Rationale :
Eh, I'm not so sure about being "too immersed". A few years ago some animated movie was shown at 40 fps instead of the typical 24, and I remember reading about how that made people in theaters sick as well. It's more likely people just get used to the framerate they play at, and after a while everything else looks weird.
Most people don't bother to cap their framerate at 30, if it gets that low it's because they're letting it run wild when they have a crappy video card. If a framerate is near 30 fps on its own, you can bet it's going to swing between 20-40 fps, which really is unbearable (imo). I think that explains why you don't ever really hear of people getting used to 30 fps, aside from last gen console gamers ofc.
It's also worth noting that I used to cap at 60 fps and it was fine. It's only after a year or two of a 30 fps cap that 60 fps looks weird.
I have used the adaptive Vsync (half refresh) option on my 120hz monitor, and again when set to 60hz. This allows for 30 FPS/hz v-sync, so it never varies, and this makes me nauseated very fast. It is extremely choppy, and the more the camera moves, the choppier it feels. This was not intentional, but the moment the game loaded at a locked 30 FPS, I could not tolerate it. I meant to set it to 60 FPS locked due to Skyrim's buggy nature at higher than 60 FPS, but I had previously done it through a lower refresh rate prior. The two stacked was unbearable.

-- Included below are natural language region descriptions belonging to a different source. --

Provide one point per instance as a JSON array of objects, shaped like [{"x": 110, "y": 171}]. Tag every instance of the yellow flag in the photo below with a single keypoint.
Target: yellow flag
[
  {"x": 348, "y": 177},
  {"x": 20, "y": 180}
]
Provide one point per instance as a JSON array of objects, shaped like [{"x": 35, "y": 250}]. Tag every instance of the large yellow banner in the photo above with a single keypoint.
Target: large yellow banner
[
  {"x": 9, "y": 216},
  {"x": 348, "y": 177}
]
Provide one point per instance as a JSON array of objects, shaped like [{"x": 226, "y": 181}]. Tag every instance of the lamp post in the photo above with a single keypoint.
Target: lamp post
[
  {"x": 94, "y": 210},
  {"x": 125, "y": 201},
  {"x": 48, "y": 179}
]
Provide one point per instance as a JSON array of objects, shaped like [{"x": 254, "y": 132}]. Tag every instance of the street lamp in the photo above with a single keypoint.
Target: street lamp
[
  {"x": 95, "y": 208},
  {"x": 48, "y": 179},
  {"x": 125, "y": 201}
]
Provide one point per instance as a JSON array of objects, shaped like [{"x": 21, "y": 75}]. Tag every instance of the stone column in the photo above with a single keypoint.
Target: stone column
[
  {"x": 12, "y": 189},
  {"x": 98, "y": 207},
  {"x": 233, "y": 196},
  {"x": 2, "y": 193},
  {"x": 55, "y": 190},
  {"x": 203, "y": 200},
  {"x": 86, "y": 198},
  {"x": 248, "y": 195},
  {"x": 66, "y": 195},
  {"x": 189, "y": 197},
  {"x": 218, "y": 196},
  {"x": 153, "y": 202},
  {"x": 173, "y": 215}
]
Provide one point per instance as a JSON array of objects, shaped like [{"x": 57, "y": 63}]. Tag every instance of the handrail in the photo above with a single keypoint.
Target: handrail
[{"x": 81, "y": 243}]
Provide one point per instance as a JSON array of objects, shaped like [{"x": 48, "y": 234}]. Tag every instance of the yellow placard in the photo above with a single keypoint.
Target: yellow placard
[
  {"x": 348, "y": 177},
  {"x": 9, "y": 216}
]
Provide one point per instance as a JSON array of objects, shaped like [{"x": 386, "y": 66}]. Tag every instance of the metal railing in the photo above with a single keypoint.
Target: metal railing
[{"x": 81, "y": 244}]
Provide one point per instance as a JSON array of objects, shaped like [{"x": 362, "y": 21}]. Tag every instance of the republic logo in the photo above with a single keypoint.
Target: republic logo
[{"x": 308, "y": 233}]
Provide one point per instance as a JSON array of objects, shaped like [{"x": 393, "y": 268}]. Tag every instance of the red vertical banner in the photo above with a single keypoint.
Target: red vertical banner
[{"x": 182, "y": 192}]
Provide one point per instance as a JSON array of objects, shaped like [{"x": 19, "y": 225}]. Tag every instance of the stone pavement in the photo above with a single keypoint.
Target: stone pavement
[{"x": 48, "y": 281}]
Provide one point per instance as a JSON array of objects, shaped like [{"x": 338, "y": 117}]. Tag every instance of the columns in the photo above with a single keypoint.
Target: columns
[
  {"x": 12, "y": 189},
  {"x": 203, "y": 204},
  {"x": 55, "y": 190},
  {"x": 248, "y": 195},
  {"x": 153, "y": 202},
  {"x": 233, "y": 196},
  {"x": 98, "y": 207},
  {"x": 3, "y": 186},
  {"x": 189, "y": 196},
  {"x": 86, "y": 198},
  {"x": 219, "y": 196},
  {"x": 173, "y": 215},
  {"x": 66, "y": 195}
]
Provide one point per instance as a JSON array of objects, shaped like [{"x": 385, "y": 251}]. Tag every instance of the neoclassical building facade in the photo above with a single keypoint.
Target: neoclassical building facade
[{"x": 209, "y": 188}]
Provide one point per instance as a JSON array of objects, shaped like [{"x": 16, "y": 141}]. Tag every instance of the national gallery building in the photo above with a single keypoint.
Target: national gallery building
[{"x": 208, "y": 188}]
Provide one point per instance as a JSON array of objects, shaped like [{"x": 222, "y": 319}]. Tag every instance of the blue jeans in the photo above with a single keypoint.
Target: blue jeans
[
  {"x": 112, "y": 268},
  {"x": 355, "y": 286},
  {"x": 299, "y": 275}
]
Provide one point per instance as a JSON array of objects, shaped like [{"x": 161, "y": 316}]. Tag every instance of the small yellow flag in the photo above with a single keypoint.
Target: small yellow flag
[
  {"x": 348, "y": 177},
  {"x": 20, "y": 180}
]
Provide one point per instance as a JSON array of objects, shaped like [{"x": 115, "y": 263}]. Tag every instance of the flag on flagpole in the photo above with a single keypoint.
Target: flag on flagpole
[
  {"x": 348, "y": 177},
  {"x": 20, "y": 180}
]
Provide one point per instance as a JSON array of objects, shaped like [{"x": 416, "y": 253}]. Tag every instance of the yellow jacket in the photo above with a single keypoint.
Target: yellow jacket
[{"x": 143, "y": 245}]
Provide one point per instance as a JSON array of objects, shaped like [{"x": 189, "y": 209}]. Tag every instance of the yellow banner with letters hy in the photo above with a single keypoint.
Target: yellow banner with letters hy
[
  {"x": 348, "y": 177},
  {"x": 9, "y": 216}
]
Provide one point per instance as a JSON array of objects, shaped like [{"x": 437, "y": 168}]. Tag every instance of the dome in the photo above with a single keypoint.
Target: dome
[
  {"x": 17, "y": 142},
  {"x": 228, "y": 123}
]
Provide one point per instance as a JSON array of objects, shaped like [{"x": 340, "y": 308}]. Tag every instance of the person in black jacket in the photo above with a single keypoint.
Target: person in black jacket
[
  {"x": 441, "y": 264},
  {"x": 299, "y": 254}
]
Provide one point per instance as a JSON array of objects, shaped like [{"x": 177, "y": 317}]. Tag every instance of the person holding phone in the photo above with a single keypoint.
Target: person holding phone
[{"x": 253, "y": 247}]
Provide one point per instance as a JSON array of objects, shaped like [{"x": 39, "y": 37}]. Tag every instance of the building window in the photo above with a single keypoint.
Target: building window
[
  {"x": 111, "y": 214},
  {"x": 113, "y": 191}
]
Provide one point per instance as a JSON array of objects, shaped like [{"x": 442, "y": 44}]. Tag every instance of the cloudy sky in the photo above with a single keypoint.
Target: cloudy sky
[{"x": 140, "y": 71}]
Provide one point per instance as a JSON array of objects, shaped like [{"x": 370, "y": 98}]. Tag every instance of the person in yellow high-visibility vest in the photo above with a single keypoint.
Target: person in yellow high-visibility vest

That Japanese thing may have had some other things involved for that result, most people do not feel that way. If that 40 FPS animated show was shown on TV, then surely the problem was that TV's cannot display 40 FPS evenly due to their 50/60hz refresh rate. The Hobbit was said to seem weird, but I never heard any dizziness claims, but that was never displayed on TV at 48 FPS.
But other than you, no one has claimed that higher FPS gaming caused any downside. There are only 2 things that I've heard of and experienced that could possibly explain your problem:
1) Over immersion will allow for a real enough experience that motion sickness symptoms are possible. Otherwise known as simulator sickness.
2) Uneven frame rate, which should make a locked 60 FPS good for you. I don't know if you've ever tried this or not.
Edit due to your edit:
It's also worth noting that I used to cap at 60 fps and it was fine. It's only after a year or two of a 30 fps cap that 60 fps looks weird.
That would fit into my #2 possibility. It is not the low or high FPS that causes you problems, it is the uneven frame rate that causes you problems. With V-sync, anything other than a locked 30 or 60 FPS stutters mildly. Without V-sync, only partial frames are being displayed randomly up and down the screen, which looks like tearing. One or both is likely your problem.
Those are things I've heard people have difficulties with and why a lot of people shoot for 60 FPS with V-sync. Few can tolerate 30 FPS unless using a controller.
Possible better solutions for you:
58 FPS cap is unnecessarily low, you can use 59 FPS for certain, and possibly 60 FPS if your refresh rate never dips lower than 60. This sounds like it may still be an issue, but this is only an issue with CF/SLI in DirectX, or in the few DirectX games that use 3+ buffers by default (SLI/CF forces this).
A 85+hz monitor can give you the chance to use the high refresh rate, and cap your FPS at exactly half the refresh rate. You can make custom refresh rates with Nvidia and probably AMD, so you could try higher FPS rates that are smoother.
60 FPS with V-sync should have the exact latency as 30FPS capped with V-sync. Perhaps you could explain that further.
Of course G-sync with a 120 FPS cap would be the ultimate. The cap a few FPS lower than your refresh rate will be needed for the same reasons as Vsync with FPS at your refresh rate, only you don't have to worry about having it be half the refresh rate for it to be smooth.